The Future Made in Australia initiative seeks to address this. The thinking is that rather than a threat, the green energy transition can be an opportunity for Australia. While the country has a wealth of critical mineral deposits used in the manufacture of renewables technology, it also has an abundance of sunshine and wind, and the undeveloped or uninhabitable landmass to generate such renewables at a massive scale. 

However, rather than just mining of raw materials and generation of power, the Australian government has understood the energy transition as an opportunity to create something it currently lacks, and that a country of its wealth and education should have: a significant high-tech manufacturing capability. The supply of these technologies is currently highly concentrated, with China dominating the markets for solar panels and lithium-ion batteries. This creates a vulnerability to Beijing’s whims as the demand for these technologies heightens. 

Initially announced as part of the government’s May budget – and being debated in Parliament this week – the Future Made in Australia initiative will invest US$15 billion in areas of strategic significance. The plan is to establish a national interest framework, which would assess what the government should invest in. These investments would be based around two core streams. The “Net Zero Transformation Stream” will focus on areas where Australia can have a competitive advantage in green-tech related industries. These include battery and solar panel manufacturing, green hydrogen production, and the processing of critical minerals. Alongside this will be an “Economic Resilience and Security Stream,” focused on vital domestic capabilities that the private sector may not necessarily invest in itself.
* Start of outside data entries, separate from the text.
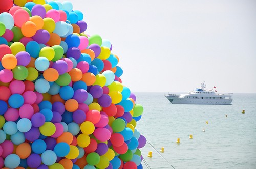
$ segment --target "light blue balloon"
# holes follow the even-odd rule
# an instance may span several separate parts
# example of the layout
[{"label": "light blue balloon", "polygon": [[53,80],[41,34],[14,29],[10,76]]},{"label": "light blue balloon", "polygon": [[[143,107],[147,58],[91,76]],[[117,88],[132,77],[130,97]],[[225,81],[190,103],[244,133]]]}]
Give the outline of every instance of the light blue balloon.
[{"label": "light blue balloon", "polygon": [[11,30],[14,25],[14,20],[12,15],[8,12],[0,14],[0,22],[4,23],[6,29]]},{"label": "light blue balloon", "polygon": [[37,58],[35,61],[35,67],[39,71],[45,71],[49,68],[50,62],[45,57]]},{"label": "light blue balloon", "polygon": [[0,144],[2,143],[6,139],[6,134],[2,130],[0,130]]},{"label": "light blue balloon", "polygon": [[12,121],[6,122],[3,126],[3,129],[5,133],[8,135],[14,134],[18,131],[17,124]]},{"label": "light blue balloon", "polygon": [[55,29],[53,32],[62,37],[69,32],[69,27],[68,23],[63,21],[57,22],[55,24]]},{"label": "light blue balloon", "polygon": [[50,84],[46,79],[40,78],[35,81],[35,89],[40,93],[46,93],[50,89]]},{"label": "light blue balloon", "polygon": [[6,167],[9,168],[17,168],[20,163],[20,158],[17,154],[11,154],[5,159],[4,164]]},{"label": "light blue balloon", "polygon": [[57,160],[57,155],[52,150],[47,150],[41,155],[42,162],[46,165],[52,165]]},{"label": "light blue balloon", "polygon": [[111,84],[115,80],[115,73],[111,70],[104,71],[102,74],[106,77],[106,82],[105,86],[108,86]]},{"label": "light blue balloon", "polygon": [[80,127],[77,123],[71,122],[68,124],[68,132],[69,132],[73,135],[78,134],[80,132]]},{"label": "light blue balloon", "polygon": [[34,141],[31,145],[32,150],[36,154],[42,154],[46,151],[46,142],[40,139]]},{"label": "light blue balloon", "polygon": [[32,127],[32,123],[29,119],[22,118],[17,123],[17,128],[18,131],[23,133],[29,131]]}]

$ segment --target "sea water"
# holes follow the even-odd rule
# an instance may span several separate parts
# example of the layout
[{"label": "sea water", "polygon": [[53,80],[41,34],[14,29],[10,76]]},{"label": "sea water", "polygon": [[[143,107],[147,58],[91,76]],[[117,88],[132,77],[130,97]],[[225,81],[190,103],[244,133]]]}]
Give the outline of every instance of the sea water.
[{"label": "sea water", "polygon": [[143,168],[256,168],[256,94],[233,94],[231,105],[182,105],[163,93],[134,93],[144,107],[136,127],[147,138]]}]

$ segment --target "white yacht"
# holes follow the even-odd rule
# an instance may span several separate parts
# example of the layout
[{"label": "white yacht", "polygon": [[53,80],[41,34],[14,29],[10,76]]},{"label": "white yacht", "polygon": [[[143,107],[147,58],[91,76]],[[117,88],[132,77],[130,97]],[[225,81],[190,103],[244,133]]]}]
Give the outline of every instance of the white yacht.
[{"label": "white yacht", "polygon": [[217,94],[215,87],[211,89],[205,90],[204,81],[201,88],[196,88],[187,94],[176,95],[168,93],[165,95],[172,104],[231,104],[233,99],[228,95]]}]

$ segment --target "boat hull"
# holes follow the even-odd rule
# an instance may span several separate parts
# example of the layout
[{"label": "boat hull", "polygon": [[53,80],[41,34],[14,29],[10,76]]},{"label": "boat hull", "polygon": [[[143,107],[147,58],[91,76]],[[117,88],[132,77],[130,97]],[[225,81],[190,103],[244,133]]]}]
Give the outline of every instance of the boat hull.
[{"label": "boat hull", "polygon": [[196,98],[179,98],[178,97],[165,96],[172,104],[231,104],[232,99],[200,99]]}]

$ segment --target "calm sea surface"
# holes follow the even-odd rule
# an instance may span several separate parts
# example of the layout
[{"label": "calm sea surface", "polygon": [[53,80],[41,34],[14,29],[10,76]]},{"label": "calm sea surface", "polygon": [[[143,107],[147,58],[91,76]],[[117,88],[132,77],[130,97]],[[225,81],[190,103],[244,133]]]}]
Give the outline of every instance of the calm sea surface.
[{"label": "calm sea surface", "polygon": [[135,94],[144,107],[136,126],[148,142],[144,168],[256,168],[256,94],[233,94],[232,105],[172,104],[163,93]]}]

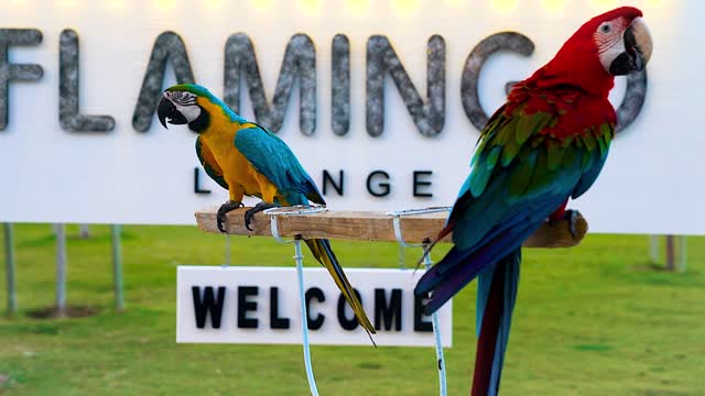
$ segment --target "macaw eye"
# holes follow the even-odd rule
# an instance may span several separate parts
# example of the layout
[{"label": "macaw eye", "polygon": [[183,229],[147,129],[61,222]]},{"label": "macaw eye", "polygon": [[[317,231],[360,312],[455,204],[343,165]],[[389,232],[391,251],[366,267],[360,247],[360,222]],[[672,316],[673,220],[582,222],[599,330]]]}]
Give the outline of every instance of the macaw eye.
[{"label": "macaw eye", "polygon": [[607,34],[607,33],[609,33],[609,32],[611,32],[611,31],[612,31],[612,25],[611,25],[611,24],[609,24],[609,23],[603,23],[603,24],[599,26],[599,31],[600,31],[601,33],[604,33],[604,34]]}]

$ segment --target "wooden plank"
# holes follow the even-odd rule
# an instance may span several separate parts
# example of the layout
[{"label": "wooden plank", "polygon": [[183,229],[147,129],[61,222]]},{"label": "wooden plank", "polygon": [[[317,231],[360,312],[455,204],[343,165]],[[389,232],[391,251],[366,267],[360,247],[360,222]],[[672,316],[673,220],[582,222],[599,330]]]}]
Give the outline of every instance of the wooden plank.
[{"label": "wooden plank", "polygon": [[[254,215],[250,227],[245,228],[245,211],[236,209],[227,215],[226,230],[235,235],[271,237],[270,217],[262,212]],[[205,232],[220,233],[216,226],[218,207],[208,207],[196,212],[198,228]],[[404,216],[401,229],[408,243],[421,243],[433,239],[443,229],[447,212]],[[392,218],[376,211],[336,211],[327,210],[312,215],[279,216],[279,234],[303,239],[326,238],[355,241],[395,242]],[[553,224],[544,223],[524,243],[524,248],[570,248],[577,245],[587,232],[587,221],[579,217],[576,222],[577,237],[568,230],[568,222],[562,220]],[[444,242],[449,242],[446,238]]]}]

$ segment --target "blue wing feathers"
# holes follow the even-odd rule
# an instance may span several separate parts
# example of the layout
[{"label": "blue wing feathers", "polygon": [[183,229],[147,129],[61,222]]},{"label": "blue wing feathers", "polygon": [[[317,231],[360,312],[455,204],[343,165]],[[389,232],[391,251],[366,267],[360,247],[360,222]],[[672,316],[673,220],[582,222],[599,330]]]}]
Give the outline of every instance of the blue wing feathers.
[{"label": "blue wing feathers", "polygon": [[234,143],[290,205],[305,205],[308,200],[325,205],[316,184],[279,136],[258,125],[238,131]]}]

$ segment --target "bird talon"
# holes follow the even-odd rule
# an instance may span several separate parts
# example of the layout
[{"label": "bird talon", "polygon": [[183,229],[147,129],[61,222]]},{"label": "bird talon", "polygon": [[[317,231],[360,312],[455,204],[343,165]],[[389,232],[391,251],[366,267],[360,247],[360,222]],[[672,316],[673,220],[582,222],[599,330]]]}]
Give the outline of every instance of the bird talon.
[{"label": "bird talon", "polygon": [[227,202],[220,206],[220,208],[218,209],[218,215],[216,216],[216,226],[218,227],[218,230],[220,230],[220,232],[223,233],[227,232],[225,229],[225,223],[227,220],[226,215],[231,210],[241,208],[242,206],[243,206],[242,202],[236,202],[231,200],[228,200]]},{"label": "bird talon", "polygon": [[275,207],[279,207],[279,205],[261,201],[257,204],[252,209],[248,209],[245,212],[245,228],[250,231],[254,231],[250,228],[250,223],[252,222],[252,218],[254,217],[254,213],[261,212],[262,210],[267,210],[269,208],[275,208]]},{"label": "bird talon", "polygon": [[568,220],[568,230],[571,231],[571,235],[573,235],[574,238],[578,238],[579,235],[577,234],[577,219],[582,217],[581,212],[575,210],[575,209],[568,209],[565,211],[565,215],[563,216],[564,219]]}]

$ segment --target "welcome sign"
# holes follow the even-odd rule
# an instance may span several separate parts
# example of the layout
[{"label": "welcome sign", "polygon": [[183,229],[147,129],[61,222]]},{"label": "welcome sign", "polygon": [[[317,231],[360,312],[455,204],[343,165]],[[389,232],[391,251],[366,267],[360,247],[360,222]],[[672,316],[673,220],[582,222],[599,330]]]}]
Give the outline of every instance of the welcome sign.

Modern economic statecraft is less about a return to the protectionism of the past – at least for those other than Donald Trump – and more about strategic investments in key sectors deemed essential for future growth. This form of statecraft seeks to be at the forefront of technological change, rather than seeking to prevent it. This “domestically-oriented economic statecraft” involves promoting policies and creation incentives that aim to strengthen specific domestic industries for geostrategic purposes.

A recent paper from Asia-Pacific Development, Diplomacy and Defense Dialogue (AP4D) looks at how to strike the balance between allowing the market to function freely without undue government interference and recognizing which sectors require incentives in the national interest. Governments aren’t normally great at picking economic winners, while the private sector may not fully grasp Australia’s geostrategic interests. It is vital that open information is shared between the two, so the government understands market opportunities and the private sector is aware of what government policy is seeking to achieve. 

As a country currently reliant on industries that have a clear shelf-life, the Australian government has a keen motivation to incentivize the emergence of new industries that will protect its standards of living and advance its strategic position. But beyond this, Australia is currently underutilizing its highly educated population, with a lack of opportunity to work on or advance key technologies. It is clearly in both Australian domestic and geostrategic interests to shift the country out of its current economic profile.